Late last year we released our first version NDVI converted cameras using Schott BG3 filters. Using those filters we were able to generate pseudo NDVI images with a single camera, building off the work of the Public Lab project. After working with faculty at the University of Boston and the MEASA Lab at KSU, we determined that we weren’t quite getting the best results possible with the BG3 filter glass. Unfortunately, no off the shelf filter glass seemed to do exactly what we needed, block out red light and allow NIR light to pass instead. Luckily, we were able to find a manufacturer to help us build a custom filter to our specifications, and the results are looking really good! Below are two images, the first taken by a camera with BG3 filter glass and the second taken by a camera with the new custom glass, the difference is clear.
Aside from higher overall values, there is more differentiation and detail in the leaves and a larger difference compared to the non-organic background material. This is especially important for this type of camera. Since these are uncalibrated, pseudo NDVI images, what is really needed most is high differentiation so that comparisons can be made between the majority of plants and potential problem areas. The higher detail available now makes it possible to catch unhealthy plants sooner.
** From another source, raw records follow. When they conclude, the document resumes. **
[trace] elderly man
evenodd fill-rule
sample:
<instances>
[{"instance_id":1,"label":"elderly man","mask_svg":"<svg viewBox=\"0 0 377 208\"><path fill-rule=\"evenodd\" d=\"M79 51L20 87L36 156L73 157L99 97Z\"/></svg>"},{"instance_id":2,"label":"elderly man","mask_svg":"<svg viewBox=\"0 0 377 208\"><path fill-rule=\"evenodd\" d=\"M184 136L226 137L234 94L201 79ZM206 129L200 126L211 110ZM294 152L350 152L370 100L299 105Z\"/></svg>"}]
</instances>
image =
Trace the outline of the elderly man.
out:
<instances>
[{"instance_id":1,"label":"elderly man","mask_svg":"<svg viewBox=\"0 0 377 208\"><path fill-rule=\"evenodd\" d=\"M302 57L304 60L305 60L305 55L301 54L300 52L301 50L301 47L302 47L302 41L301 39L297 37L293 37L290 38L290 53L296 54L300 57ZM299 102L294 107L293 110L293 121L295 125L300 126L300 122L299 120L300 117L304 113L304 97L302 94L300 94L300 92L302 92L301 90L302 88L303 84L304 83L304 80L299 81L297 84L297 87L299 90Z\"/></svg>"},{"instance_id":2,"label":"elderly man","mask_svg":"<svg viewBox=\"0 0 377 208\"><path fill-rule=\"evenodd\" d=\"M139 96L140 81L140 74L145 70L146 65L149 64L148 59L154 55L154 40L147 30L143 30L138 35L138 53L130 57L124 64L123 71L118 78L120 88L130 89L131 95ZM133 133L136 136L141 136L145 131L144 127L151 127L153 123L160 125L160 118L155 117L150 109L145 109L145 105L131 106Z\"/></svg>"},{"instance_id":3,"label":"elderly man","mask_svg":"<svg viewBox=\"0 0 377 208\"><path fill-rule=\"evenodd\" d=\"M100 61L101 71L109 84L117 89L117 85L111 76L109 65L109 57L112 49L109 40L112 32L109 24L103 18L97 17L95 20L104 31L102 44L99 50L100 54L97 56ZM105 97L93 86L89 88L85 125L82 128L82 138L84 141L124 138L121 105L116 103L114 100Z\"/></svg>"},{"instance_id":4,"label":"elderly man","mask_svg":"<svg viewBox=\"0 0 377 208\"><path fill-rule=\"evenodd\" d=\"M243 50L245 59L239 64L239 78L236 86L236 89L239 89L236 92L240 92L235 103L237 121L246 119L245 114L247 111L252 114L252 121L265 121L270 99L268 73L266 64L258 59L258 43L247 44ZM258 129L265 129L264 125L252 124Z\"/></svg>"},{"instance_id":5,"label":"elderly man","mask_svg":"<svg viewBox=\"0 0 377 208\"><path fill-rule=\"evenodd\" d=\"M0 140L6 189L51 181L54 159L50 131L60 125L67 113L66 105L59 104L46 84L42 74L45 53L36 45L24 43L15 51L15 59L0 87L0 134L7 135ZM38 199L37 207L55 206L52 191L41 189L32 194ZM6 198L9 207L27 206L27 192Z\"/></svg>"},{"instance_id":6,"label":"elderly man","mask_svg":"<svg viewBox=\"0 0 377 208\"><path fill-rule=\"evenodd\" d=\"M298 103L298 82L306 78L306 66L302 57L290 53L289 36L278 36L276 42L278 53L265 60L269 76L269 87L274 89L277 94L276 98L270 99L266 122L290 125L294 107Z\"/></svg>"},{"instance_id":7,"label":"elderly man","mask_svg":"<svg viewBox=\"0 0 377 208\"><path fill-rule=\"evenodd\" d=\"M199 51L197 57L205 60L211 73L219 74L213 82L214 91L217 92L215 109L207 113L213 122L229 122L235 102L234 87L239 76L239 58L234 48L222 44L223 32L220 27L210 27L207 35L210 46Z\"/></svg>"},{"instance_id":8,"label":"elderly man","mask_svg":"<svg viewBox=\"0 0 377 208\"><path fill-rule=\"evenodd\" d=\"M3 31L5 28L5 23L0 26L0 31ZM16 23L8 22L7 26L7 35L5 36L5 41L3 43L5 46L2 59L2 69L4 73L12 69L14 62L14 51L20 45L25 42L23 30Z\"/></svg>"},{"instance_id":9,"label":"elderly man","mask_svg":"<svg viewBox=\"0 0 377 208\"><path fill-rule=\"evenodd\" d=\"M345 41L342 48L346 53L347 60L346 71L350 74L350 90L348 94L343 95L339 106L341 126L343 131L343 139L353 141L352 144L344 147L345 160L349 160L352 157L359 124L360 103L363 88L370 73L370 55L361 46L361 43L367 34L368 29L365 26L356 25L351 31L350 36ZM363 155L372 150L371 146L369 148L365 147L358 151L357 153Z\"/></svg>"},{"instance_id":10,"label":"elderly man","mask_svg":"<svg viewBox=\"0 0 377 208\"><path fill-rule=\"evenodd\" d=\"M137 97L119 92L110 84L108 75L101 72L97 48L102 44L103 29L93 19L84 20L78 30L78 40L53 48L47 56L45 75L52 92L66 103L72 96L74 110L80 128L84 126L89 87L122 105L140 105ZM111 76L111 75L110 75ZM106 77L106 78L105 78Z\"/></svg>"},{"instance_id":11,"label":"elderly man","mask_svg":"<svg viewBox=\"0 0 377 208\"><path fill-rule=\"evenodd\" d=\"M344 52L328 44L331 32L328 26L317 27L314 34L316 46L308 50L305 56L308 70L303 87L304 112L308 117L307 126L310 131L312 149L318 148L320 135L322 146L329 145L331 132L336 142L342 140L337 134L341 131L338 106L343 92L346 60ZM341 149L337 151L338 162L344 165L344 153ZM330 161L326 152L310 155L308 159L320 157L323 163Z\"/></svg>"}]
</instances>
The new filters will be priced at $39.99 for the filter alone (8.9×7.9mm, fits SX260 and S100 at least) and $499.90 for a ready to go converted SX260 with CHDK. It’s a little cold to be doing any crop surveys here in the Northeastern US right now, I actually ended up killing those two plants after taking them outside for just a few seconds! We’ll be out and collecting imagery as soon as anything starts growing and I’ll post updates as they become available.